Des cas récents montrent que des dirigeants peuvent être imités par voix synthétique ou deepfake dans des contextes professionnels sensibles. Le CEO de WPP a par exemple été ciblé par une tentative de fraude combinant WhatsApp, réunion Teams et voix clonée. La dirigeante de Darktrace, Jill Popelka, a aussi décrit une tentative utilisant un message vocal imitant sa voix.
Pourquoi les dirigeants sont des cibles naturelles
Un dirigeant possède trois caractéristiques recherchées par les fraudeurs :
- autorité : ses demandes peuvent déclencher des actions rapides
- visibilité : sa voix, ses interviews, ses photos et ses vidéos sont parfois accessibles publiquement
- réseau : assistants, comités, conseils, banques, avocats et family offices peuvent recevoir des instructions sensibles
Le risque ne concerne pas seulement l’entreprise
La fraude vocale peut viser l’entreprise, mais aussi l’environnement privé : assistant personnel, banque privée, family office, chauffeur, sécurité physique, membre de la famille, avocat ou prestataire de confiance.
Un faux appel peut demander une information, une confirmation, une modification de coordonnées, un paiement, un accès ou une action urgente. L’attaque fonctionne moins par technologie que par contexte : elle cherche à provoquer une réaction rapide avant vérification.
Les anciens réflexes ne suffisent plus
La phrase « j’ai reconnu sa voix » n’est plus une preuve suffisante.
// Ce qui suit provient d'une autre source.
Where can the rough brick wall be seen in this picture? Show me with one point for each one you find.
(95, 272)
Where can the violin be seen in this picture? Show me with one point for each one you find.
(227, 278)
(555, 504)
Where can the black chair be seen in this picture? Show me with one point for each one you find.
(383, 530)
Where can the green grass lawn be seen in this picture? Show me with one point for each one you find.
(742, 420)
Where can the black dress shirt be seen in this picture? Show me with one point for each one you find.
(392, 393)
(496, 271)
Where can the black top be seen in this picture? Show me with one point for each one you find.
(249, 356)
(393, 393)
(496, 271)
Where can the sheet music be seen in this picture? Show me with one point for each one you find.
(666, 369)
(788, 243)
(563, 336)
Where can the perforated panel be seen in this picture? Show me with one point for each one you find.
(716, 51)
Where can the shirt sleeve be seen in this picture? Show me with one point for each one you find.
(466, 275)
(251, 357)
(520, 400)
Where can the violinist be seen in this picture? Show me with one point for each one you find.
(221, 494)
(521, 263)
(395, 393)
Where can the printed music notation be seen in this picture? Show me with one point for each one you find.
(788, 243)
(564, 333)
En 2026, la vérification doit reposer sur des protocoles, pas sur l’intuition.
- mot de validation convenu
- rappel sur numéro connu
- double validation hors canal
- interdiction des changements bancaires sur instruction vocale seule
- procédure spéciale pour urgence financière
- règles pour assistants et proches collaborateurs
- sensibilisation des membres de la famille exposés
Pourquoi l’exposition publique aggrave le risque
Les deepfakes deviennent plus convaincants lorsque l’attaquant dispose de matière : vidéos, podcasts, conférences, interviews, photos, habitudes de langage.
Réduire l’exposition numérique ne signifie pas disparaître. Cela signifie limiter ce qui facilite une attaque : contenus vocaux inutiles, informations de contact non nécessaires, organigrammes trop détaillés, comptes personnels visibles, habitudes publiques et éléments familiaux exploitables.
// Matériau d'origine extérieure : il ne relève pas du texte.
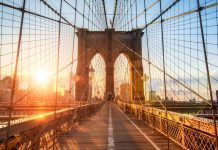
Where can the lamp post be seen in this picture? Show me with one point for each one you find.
(91, 76)
(145, 78)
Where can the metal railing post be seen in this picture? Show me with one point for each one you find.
(15, 73)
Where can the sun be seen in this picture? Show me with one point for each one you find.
(42, 76)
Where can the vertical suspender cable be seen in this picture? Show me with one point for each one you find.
(57, 75)
(115, 12)
(207, 69)
(84, 6)
(149, 64)
(15, 74)
(136, 13)
(105, 15)
(164, 73)
(71, 69)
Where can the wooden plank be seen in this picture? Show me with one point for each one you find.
(94, 133)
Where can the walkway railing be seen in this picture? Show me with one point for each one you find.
(38, 132)
(187, 131)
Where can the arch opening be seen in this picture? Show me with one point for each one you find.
(122, 84)
(97, 77)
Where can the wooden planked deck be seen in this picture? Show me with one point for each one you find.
(111, 129)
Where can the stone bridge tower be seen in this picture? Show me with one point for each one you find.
(106, 44)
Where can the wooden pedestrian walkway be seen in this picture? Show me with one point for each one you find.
(111, 129)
Le rôle d’un dispositif de protection privée
Un audit d’exposition permet d’identifier les éléments qui pourraient nourrir une usurpation crédible. La remédiation permet ensuite de réduire le matériel disponible, de durcir les canaux sensibles et de mettre en place des procédures adaptées.
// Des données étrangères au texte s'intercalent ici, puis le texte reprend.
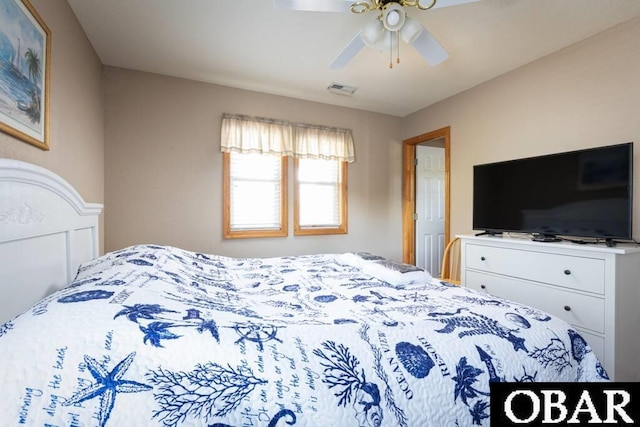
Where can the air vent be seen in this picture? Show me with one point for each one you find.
(340, 89)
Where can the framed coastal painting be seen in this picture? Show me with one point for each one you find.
(25, 47)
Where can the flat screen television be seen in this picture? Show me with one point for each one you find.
(584, 193)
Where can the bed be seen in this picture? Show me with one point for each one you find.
(160, 336)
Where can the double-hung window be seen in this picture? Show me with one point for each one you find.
(320, 196)
(255, 195)
(255, 169)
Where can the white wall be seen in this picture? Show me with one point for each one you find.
(164, 168)
(76, 110)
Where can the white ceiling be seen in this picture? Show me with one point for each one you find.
(252, 45)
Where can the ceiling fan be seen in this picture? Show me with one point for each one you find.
(389, 26)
Le plus important est de protéger l’écosystème autour du dirigeant, pas uniquement le dirigeant lui-même. Le deepfake n’annule pas la confiance. Il impose simplement de la structurer.
Organiser un échange confidentiel
Priveris accompagne dirigeants, familles exposées et prescripteurs dans l'évaluation et la réduction de leur exposition numérique privée.
Sources publiques
Questions utiles
La voix d’un dirigeant peut-elle encore servir de preuve ?
Elle peut rester un signal, mais elle ne devrait plus suffire pour valider une demande sensible sans procédure hors canal.
Qui doit connaître les protocoles ?
Le dirigeant, l’assistant, les équipes finance, le family office, les conseils et les relais familiaux exposés.